The Department's promotional process requires officers to have served two years as an officer or detective as of the date of the promotional examination, meet certain attendance requirements, and pass an examination. Beginning in 1996, all officers who passed were equally eligible for promotion without regard to score.

Commanding officers of the various facilities were responsible for recommending eligible officers for promotion. Some commanding officers made the recommendations themselves, while others delegated full authority to the officers' direct supervisors. The Department had no set criteria or protocols for recommendation for promotion.

From 1996 to 2001, the next step in the promotion process was the so-called “Chief's Board,” at which chiefs and deputy chiefs would review the promotion folders of the officers recommended for promotion. The Chief's Board then decided which officers to recommend to the superintendent, who made the final decision. After 2001, a new superintendent disbanded the Chief's Board, and solicited recommendations for promotion from deputy chiefs, who in turn asked assistant chiefs to collect recommendations from the commanding officers of each facility.

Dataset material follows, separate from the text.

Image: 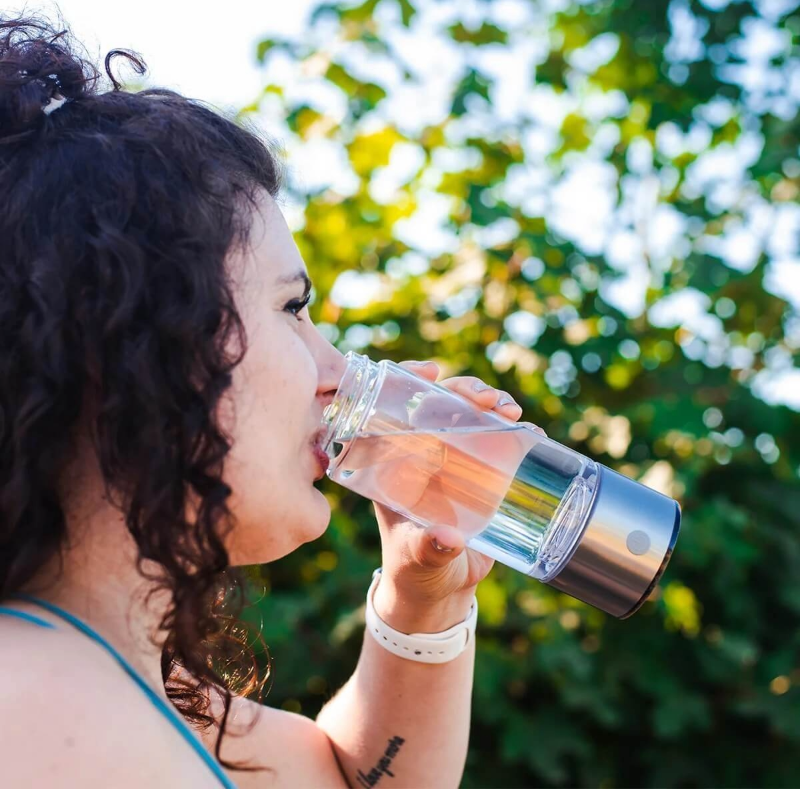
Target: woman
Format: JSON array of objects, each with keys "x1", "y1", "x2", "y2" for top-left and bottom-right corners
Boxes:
[{"x1": 0, "y1": 19, "x2": 532, "y2": 788}]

Before 2001, no Asian-American officer had ever been promoted to sergeant. On January 31, 2001, the Asian Jade Society, on behalf of its members, filed a charge of discrimination with the EEOC. When the EEOC issued a “right to sue” letter, the Society brought a federal court lawsuit.

After a trial, a jury found that the Department's promotion practices had a disparate impact upon Asian-American police officers. The jury also found that the Port Authority had a pattern or practice of intentional discrimination against Asian-American police officers, and that certain specific Asian-American officers had been discriminated against as part of this pattern or practice. In addition, the jury found that the Port Authority's decision not to promote those officers was motivated by their ethnicity.

The Port Authority requested that the judge overturn the jury's verdict or, in the alternative, order a new trial. The Court rejected both requests.

The main thrust of the Port Authority's argument was that the statistical evidence presented by the Society's expert, Dr. Cavanaugh, was insufficient to support the jury's findings of discrimination. The Port Authority's point was a technical one – that only a level of “statistical significance at the 5% level” is generally sufficient to warrant an inference of discrimination.

The Court disagreed, finding that “where statistics are based on a relatively small number of occurrences, the presence or absence of statistical significance is not a reliable indicator of disparate impact. In such an instance, other indicia raising an inference of discrimination must be examined. Dr. Cavanaugh determined that between 1996 and 2001, there was approximately a 13% likelihood that the examination results were due to chance as opposed to intentional discrimination, given the fact that no Asian-American officers out of 12 candidates were promoted as opposed to 36 of 259 Caucasian candidates. On cross examination, Dr. Cavanaugh stated that although his results were not significant at the 5% level, he believed the small sample size made it impossible to provide statistical evidence at the 5% level even with perfect discrimination.

“Each plaintiff testified about his qualifications, service record, awards, commendations, and achievements, and the Port Authority had an opportunity to cross-examine each plaintiff. The plaintiffs presented evidence that the Port Authority's promotion process lacked clear standards and guidelines, and that non-Asian-American officers who may have been less qualified were promoted, sometimes even after one of the plaintiffs had been recommended for promotion by the Chief's Board. The jury deliberated for several days and made a number of requests to review the evidence presented at trial. The jury verdict reflects careful attention to whether each plaintiff had proven his individual case. Ultimately, I cannot conclude that the verdict could only have been a result of sheer surmise and conjecture or that the evidence was so overwhelmingly in favor of the Port Authority that a reasonable and fair-minded jury could not have returned its verdict.”

Port Authority Police Asian Jade Soc. of New York & New Jersey, Inc. v. Port Authority of New York and New Jersey, 2010 WL 132349 (S.D. N.Y. 2010).